“Nostalgia is like a grammar lesson: you find the present tense and the past perfect.”  Well, my past is not perfect and my present is no more tense than anyone else’s, but I do look to a future where I could be a helping verb for others.  Here is how it is diagrammed…

Born into a Roman Catholic family, I attended Catholic schools for 12 years. My high school years were paid  by my work in the school cafeteria. I do not regret my education, the discipline, and the work ethics taught. I was planning on entering the priesthood, a life-long vision of my father. I joined the Navy when 17 during the Vietnam era. I accepted Christ as my Savior while stationed in Hawaii in February of 1974. Two years later, while stationed in Sicily, I broke with the Catholic church. I adapted the belief tradition of my mentors in Sicily, Baptist. After the Navy I joined my first Baptist church at the age of 21.

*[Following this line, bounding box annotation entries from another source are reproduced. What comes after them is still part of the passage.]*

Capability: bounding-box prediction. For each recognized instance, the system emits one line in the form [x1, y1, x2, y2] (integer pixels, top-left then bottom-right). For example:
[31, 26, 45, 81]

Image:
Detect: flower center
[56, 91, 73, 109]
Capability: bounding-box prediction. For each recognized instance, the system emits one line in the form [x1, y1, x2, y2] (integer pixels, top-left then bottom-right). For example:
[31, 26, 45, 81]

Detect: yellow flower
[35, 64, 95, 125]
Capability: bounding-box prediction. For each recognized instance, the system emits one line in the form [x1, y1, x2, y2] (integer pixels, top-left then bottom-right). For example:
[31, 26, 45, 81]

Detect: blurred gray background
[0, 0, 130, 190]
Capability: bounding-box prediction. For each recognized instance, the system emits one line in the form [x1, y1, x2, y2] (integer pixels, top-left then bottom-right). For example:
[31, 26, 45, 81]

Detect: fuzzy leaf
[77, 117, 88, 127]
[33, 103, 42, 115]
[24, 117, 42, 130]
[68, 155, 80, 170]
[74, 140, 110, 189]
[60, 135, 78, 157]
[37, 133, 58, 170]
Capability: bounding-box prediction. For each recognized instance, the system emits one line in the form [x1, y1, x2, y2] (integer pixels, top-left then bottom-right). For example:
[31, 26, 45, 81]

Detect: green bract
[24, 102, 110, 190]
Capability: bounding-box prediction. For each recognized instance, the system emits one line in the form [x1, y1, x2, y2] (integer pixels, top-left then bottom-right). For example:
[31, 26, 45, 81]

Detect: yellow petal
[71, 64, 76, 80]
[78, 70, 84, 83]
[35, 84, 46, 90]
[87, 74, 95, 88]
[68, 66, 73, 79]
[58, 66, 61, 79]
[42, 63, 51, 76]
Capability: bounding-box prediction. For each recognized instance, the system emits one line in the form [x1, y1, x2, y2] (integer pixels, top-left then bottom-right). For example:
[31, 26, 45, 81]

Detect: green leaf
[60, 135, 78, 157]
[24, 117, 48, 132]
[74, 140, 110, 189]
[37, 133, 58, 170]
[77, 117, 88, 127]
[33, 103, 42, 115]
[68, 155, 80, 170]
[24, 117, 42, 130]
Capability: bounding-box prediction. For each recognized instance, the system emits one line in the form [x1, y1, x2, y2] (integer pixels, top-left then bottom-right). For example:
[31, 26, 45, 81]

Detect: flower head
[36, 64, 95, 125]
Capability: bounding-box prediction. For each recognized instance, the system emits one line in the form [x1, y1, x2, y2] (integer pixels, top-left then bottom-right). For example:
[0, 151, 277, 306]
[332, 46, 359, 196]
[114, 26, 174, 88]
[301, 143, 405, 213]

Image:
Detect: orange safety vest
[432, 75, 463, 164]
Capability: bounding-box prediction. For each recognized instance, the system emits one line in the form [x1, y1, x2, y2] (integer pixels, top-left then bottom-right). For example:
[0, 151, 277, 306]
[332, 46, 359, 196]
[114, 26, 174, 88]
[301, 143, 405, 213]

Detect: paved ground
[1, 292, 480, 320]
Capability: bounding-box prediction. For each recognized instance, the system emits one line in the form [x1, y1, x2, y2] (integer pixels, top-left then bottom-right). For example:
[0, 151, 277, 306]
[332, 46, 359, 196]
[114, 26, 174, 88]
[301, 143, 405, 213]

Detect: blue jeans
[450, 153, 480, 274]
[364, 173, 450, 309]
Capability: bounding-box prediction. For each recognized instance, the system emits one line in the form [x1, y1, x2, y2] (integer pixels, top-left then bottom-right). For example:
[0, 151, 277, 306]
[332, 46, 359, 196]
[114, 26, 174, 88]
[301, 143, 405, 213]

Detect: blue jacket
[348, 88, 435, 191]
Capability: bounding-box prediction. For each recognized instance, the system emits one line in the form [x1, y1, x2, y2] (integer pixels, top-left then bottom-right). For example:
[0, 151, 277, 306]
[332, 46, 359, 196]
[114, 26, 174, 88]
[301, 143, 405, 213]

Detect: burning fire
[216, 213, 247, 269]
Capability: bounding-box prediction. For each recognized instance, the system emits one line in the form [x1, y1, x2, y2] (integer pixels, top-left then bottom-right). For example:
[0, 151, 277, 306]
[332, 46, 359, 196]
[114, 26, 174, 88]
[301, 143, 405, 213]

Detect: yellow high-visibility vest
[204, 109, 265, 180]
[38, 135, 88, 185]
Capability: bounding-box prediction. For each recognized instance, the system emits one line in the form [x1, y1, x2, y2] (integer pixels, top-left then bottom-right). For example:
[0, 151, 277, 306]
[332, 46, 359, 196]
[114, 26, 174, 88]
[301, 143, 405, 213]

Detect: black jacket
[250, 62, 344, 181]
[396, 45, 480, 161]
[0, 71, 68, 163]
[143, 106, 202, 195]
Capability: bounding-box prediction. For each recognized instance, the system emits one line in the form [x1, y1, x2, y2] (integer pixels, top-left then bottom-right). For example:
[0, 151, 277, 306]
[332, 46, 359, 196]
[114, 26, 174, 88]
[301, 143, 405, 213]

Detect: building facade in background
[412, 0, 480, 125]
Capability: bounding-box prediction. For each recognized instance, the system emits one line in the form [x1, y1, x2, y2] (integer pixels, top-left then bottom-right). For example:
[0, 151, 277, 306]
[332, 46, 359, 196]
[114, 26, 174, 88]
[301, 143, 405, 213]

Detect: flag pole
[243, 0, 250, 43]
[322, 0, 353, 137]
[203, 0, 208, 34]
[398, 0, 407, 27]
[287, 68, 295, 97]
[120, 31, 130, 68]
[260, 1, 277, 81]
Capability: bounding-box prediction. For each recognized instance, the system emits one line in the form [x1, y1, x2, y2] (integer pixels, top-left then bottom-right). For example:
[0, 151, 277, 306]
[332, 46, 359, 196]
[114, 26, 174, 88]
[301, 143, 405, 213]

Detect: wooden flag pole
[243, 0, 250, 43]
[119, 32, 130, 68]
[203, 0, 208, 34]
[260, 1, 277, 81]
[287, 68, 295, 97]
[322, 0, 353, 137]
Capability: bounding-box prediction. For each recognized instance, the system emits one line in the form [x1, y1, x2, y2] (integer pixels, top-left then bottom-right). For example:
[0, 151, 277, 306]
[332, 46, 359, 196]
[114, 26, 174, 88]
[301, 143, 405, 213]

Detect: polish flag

I attended Hyles Anderson college a year later. I felt comfortable in that structured environment due to my strict Catholic background. I found security in being told what to do since I knew little about the Bible. While attending I worked a bus route and graduated Magna Cum Laude. I stayed for my Masters in Education Administration.

My first ministry position was as a Youth Director at my home church. My first pastorate was a country church in Enterprise, West Virginia. I loved those people dearly, and “came to my own” as far as doctrine, practice, and style. Coming back to my home town, I took on a struggling church, following a pastor who retired after 34 years. I am in my 16th year at this inner-city church.